Initial condition x0t0=0 = 0 , x1t0=0 = 2

Input 4 : a='x0-x0*x1'
 

Input 5 : b='-x1+x0*x1'
 

Input 6 : r=rkode('a|b','1|2',0,8,0.1)
 

The resulted r is a matrix consists of the elements. The first is t0. The second is a matrix consists of two lists. One list is the solution for x0 and the other is for x1.
To plot both x0 and x1 against t0 :

Input 7 : d=r(1)
 

Input 8 : plot('line','r(0):d(0)|r(0):d(1)',0,8,0.1)
 

The plot is shown below :

 To see more clearly how the two variables x0 and x1 are related, we plot a graph of x0 against x1 :

Input 9 : plot('line','d(0):d(1)',0,8,0.1)
 

The values of x0 and x1 at any time are at the perimeter of a circle-liked loop.

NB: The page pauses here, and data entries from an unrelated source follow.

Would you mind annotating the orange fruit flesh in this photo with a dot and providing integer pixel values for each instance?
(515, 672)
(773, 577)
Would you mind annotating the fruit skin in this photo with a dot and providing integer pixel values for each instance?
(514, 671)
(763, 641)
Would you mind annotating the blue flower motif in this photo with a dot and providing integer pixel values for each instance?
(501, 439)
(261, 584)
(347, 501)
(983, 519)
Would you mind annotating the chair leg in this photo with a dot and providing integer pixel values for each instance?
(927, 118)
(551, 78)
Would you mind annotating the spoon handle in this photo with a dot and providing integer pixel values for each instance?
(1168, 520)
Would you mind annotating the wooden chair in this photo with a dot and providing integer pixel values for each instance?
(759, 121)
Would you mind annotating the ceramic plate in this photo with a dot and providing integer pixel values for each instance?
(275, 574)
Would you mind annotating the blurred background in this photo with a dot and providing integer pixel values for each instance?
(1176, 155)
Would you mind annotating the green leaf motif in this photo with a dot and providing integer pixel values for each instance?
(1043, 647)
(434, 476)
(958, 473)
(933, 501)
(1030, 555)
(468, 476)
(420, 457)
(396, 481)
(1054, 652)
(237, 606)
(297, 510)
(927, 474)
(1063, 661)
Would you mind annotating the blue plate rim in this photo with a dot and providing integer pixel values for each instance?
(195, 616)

This example is actually a model for 'predator-prey' in ecology and x0 and x1 are the populations of the predator and the prey and they follow the a closed loop of change, meaning that the populations of the two species are changed in synchronization and the changes is repeated periodically.
Ordinary differential equation with second order derivative can also be solved by 'rkode'. Below is an example demonstrates this :

Solve the equation for t from 0 to 10 :

d2x/d2t + 10x = step(t-3) where 

step(t-3) = 1 if t >= 3
          = 0 if t <  3 

Initial condition xt=0 = 0, dx/dtt=0 = 1

Here we rename t as 't0'. x as 'x0'. But in this case, we also set a new variable 'x1' to be dx/dt. With this change, the original second order differential equation would separate into two first order differential equations :

Solve the equation for t from 0 to 10 :

dx0/dt0 = x1
dx1/dt0 = step(t0-3) - 10 x0

where,

step(t-3) = 1 if t >= 3
          = 0 if t <  3

Initial conditions : x0t0=0 = 0, x1t0=0 = 1

Input 10 : r=rkode('x1|step(t0-3)-10*x0','0|1',0,10,0.1)
 

To plot x0 against t0,

Input 11 : d=r(1)
 

Input 12 : plot('line','r(0):d(0)',0,10,0.1)
 

The plot is shown below :

The above example is actually the equation describing a damped oscillation of a particle attached to a spring with an external constant force equal to one acting on it when t >= 3.